Recent findings: The review covers epidemiological studies that have investigated the impact of soy consumption in breast cancer patients on recurrence and mortality. There are preliminary data to suggest that soy has differential effects on recurrence in human epidermal growth factor receptor-2 positive and human epidermal growth factor receptor-2 negative tumours. Recent studies on mechanisms of action of soy in breast cancer provide insights into epigenetic effects and the interaction of isoflavones with IGF-1 and with a number of polymorphisms of genes associated with breast cancer risk such as MDM2 and CYP1B1.
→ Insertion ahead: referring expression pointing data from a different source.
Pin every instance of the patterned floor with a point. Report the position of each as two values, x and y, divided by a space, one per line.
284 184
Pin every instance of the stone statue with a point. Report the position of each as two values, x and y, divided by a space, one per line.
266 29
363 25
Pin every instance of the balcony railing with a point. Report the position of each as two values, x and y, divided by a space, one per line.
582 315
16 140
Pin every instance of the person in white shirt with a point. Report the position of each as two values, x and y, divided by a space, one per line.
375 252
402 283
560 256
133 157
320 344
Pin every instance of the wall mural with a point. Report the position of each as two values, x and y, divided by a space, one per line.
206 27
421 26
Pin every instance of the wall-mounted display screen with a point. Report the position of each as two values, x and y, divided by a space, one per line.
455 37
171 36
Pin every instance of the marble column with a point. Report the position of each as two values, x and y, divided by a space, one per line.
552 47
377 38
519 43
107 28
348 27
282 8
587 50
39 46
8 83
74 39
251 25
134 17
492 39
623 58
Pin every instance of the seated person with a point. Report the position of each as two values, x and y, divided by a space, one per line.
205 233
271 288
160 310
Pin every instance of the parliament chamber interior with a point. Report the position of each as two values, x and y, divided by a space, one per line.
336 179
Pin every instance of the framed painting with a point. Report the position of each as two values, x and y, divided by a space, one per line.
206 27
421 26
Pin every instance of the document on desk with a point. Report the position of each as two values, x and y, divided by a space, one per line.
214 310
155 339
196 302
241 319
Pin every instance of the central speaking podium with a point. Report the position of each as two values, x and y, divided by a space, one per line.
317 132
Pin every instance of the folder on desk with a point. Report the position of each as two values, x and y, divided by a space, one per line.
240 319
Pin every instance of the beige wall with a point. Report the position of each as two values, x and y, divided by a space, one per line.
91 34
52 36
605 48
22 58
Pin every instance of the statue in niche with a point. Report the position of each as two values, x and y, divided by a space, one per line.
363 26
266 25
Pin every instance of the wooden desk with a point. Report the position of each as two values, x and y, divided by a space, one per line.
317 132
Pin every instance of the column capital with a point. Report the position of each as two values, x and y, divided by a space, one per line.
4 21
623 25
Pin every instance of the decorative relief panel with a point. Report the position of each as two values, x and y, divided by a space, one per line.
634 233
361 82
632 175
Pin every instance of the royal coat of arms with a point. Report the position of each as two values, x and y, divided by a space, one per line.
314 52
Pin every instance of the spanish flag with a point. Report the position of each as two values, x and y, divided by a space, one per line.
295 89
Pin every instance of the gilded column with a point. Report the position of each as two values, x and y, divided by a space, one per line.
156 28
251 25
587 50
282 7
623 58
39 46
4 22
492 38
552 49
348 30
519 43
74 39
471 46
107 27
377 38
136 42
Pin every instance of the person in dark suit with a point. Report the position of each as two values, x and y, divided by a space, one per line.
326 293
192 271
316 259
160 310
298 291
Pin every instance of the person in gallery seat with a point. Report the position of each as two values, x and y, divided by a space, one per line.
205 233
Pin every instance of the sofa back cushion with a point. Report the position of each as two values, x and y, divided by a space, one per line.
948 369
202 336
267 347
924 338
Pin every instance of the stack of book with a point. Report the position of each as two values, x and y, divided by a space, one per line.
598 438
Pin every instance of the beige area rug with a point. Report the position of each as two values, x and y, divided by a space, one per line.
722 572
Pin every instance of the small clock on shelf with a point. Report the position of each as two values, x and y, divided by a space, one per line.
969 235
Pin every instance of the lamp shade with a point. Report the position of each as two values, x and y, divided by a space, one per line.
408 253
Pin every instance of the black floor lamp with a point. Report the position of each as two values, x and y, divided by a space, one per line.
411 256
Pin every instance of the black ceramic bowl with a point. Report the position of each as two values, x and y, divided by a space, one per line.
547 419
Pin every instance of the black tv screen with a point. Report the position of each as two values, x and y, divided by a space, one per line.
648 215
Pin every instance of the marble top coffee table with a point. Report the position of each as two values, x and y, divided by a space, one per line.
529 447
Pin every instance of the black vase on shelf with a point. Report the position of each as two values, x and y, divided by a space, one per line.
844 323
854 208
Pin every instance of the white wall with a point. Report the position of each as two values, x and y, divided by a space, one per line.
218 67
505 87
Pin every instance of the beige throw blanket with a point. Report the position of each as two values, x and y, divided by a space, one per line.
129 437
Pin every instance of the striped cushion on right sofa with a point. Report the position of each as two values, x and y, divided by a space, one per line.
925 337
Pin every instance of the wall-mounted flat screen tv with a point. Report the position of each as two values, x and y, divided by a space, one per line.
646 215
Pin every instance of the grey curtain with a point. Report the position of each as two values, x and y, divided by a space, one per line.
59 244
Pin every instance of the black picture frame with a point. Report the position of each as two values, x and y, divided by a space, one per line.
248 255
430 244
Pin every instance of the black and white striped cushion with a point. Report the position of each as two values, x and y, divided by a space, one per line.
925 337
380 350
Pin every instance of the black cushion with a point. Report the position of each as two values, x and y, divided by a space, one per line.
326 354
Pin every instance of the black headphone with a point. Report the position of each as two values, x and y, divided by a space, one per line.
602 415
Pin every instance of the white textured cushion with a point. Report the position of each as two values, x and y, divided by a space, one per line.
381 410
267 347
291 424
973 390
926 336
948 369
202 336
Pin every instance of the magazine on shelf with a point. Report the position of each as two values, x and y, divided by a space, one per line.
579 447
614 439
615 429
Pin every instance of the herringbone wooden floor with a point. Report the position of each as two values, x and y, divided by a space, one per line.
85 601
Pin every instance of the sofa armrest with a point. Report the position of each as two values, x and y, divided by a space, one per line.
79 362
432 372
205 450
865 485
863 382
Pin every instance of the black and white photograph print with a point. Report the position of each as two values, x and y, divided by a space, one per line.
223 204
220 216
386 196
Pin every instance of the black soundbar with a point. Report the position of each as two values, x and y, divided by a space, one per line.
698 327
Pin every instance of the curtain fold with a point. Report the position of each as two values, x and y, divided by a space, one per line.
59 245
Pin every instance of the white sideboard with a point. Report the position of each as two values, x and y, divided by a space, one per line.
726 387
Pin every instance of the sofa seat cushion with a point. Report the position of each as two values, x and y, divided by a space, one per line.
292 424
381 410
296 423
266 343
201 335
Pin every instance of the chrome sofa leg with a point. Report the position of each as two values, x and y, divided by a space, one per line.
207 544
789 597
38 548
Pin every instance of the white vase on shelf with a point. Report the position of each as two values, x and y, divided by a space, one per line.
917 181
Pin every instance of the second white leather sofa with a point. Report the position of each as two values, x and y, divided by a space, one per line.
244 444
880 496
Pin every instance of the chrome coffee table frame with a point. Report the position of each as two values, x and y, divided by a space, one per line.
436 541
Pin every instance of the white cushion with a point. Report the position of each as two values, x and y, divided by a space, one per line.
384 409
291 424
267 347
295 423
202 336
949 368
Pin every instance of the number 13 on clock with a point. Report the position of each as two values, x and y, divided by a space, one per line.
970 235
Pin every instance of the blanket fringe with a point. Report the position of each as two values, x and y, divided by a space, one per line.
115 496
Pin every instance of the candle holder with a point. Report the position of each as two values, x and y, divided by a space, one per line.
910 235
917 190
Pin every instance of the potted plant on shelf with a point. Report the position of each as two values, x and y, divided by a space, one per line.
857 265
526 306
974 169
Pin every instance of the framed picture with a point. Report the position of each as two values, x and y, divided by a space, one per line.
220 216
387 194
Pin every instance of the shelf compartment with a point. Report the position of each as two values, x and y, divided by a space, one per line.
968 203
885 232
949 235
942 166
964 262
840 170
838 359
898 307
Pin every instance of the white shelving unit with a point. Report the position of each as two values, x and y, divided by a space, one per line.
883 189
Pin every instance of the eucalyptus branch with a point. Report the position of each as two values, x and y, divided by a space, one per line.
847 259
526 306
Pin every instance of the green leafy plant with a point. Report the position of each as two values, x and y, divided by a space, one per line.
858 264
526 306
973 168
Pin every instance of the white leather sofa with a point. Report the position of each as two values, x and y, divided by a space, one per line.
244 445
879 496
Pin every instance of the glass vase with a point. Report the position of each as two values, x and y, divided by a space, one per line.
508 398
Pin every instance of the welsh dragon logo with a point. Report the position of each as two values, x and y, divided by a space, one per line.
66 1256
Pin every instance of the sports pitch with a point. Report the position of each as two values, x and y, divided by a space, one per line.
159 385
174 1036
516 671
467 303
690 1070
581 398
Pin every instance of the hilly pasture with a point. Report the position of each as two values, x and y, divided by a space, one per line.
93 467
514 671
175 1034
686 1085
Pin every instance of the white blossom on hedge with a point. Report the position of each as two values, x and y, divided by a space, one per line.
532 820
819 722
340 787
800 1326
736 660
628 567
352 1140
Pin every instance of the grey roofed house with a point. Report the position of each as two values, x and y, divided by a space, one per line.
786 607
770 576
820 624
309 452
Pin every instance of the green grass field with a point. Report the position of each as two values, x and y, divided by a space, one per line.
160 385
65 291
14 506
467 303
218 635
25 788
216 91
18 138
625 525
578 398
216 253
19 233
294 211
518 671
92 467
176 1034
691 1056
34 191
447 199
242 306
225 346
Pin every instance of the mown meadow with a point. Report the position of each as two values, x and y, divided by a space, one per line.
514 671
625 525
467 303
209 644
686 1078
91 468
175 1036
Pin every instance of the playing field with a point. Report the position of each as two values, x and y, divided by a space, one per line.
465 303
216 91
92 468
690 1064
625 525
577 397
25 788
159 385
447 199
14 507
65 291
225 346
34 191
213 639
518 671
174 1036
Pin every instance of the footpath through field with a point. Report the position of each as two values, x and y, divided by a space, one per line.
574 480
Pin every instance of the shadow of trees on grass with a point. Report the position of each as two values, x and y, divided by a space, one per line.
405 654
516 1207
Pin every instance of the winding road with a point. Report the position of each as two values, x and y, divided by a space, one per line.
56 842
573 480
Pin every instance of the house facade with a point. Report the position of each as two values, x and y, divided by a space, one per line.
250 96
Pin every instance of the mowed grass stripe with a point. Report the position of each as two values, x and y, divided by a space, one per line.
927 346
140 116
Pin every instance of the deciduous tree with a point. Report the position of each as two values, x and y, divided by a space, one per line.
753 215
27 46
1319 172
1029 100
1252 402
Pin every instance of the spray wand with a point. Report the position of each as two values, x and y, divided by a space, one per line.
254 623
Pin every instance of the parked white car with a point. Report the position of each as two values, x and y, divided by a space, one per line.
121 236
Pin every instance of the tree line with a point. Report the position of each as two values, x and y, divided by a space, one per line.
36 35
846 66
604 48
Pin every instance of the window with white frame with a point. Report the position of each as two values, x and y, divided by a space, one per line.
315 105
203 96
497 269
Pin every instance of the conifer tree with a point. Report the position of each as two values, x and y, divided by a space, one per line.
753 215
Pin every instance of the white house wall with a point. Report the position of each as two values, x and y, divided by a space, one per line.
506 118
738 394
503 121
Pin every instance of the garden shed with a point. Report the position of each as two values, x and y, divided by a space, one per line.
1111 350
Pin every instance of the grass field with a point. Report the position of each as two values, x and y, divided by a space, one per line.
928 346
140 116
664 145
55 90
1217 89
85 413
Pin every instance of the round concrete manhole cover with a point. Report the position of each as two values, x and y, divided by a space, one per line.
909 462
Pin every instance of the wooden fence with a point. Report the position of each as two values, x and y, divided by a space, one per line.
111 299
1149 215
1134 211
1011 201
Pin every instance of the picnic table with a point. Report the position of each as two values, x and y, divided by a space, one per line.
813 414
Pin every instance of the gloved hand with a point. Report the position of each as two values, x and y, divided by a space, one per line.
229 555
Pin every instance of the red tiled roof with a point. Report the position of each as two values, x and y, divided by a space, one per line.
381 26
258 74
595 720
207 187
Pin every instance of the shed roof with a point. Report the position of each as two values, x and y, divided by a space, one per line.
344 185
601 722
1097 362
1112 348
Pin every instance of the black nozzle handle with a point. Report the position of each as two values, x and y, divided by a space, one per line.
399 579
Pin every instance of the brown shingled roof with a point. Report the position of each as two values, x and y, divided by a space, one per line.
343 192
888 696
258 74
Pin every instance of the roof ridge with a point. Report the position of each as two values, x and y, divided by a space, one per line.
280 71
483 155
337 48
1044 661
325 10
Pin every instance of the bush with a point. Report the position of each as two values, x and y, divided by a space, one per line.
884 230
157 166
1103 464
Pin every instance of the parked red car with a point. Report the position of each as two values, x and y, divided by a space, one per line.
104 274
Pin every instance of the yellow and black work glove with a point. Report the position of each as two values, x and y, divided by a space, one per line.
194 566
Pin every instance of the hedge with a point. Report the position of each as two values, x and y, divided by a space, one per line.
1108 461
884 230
Summary: Overall, these studies indicate that soy foods consumed at levels comparable to those in Asian populations have no detrimental effects on risk of breast cancer recurrence and in some cases significantly reduce the risk. Importantly, soy does not appear to interfere with tamoxifen or anastrozole therapy. Recent research suggests that women who are at increased risk of breast cancer due to polymorphisms in genes associated with the disease may especially benefit from high soy isoflavone intake.